これらについて、法務省は「労働債権保護は、担保法制部会で審議されてきた。議論を踏まえた要綱案がまとめられるよう取り組む」、「取調べの録音・録画は、改正刑訴法に関する刑事手続の在り方協議会で議論が行われており、充実した議論が行われるよう努める」、「改正民法(家族法)が子の利益確保に資するよう『民法等改正法施行準備のための関係府省庁等連絡会議』で検討し、周知に取り組む。法務省として裁判所の取り組みに協力する」と回答しました。
意見交換では、連合が「労働債権の優先性について、倒産法制全体における見直し論議も早く行っていただきたい」、「事業再編時の労働者保護にも厚労省と連携して取り組んでいただきたい」、「保護者を親権で判断する高等学校等就学支援金などは、実態で判断する設計変更もありえる。連絡会議で検討してほしい」、「保育所の入退所申請書を両親自署が必要な様式に変更する自治体が出始めている。誤った法解釈が広まらないよう対応してほしい」と述べました。
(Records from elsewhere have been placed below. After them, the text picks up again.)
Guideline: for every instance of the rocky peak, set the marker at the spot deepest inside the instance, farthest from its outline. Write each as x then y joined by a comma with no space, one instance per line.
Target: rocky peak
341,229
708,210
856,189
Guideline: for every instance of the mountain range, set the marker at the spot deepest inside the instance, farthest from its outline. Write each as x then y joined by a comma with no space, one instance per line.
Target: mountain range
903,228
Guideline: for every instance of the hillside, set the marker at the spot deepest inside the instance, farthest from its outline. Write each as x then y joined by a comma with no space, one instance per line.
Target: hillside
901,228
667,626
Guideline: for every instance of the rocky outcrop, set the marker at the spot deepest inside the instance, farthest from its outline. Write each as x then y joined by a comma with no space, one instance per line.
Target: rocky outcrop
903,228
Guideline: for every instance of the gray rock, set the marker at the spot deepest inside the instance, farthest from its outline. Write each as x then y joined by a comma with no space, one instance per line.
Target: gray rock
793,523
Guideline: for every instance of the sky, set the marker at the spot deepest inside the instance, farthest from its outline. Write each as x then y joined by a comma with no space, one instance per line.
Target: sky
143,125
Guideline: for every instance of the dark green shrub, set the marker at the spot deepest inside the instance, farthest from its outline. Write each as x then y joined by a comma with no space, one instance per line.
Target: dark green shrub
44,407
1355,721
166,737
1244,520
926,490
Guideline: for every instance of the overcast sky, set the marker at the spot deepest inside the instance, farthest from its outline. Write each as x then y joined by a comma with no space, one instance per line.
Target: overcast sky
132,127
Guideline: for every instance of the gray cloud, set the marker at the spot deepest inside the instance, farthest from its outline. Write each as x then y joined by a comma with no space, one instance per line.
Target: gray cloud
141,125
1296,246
これに対して法務省は「倒産法制全体で労働債権と租税債権との関係などを議論すべきとの意見は重く受け止める。要綱案のまとめに向けて歩みを止めず対応したい」、「連絡会議において高等学校等就学支援金が常に親権で判断するわけではないことを確認した。論点を整理して議論し、Q&Aを作りたい」「保育所の入退所申請書の両親自署は法が要求するものではない。行政上の取り扱いが正しい理解で進むことが重要。連絡会議の課題としたい」と回答しました。
最後に、清水事務局長が、再審制度の見直しやいわゆる闇バイトを摘発するための仮装身分捜査についての十分な説明も必要であると指摘して締めくくりました。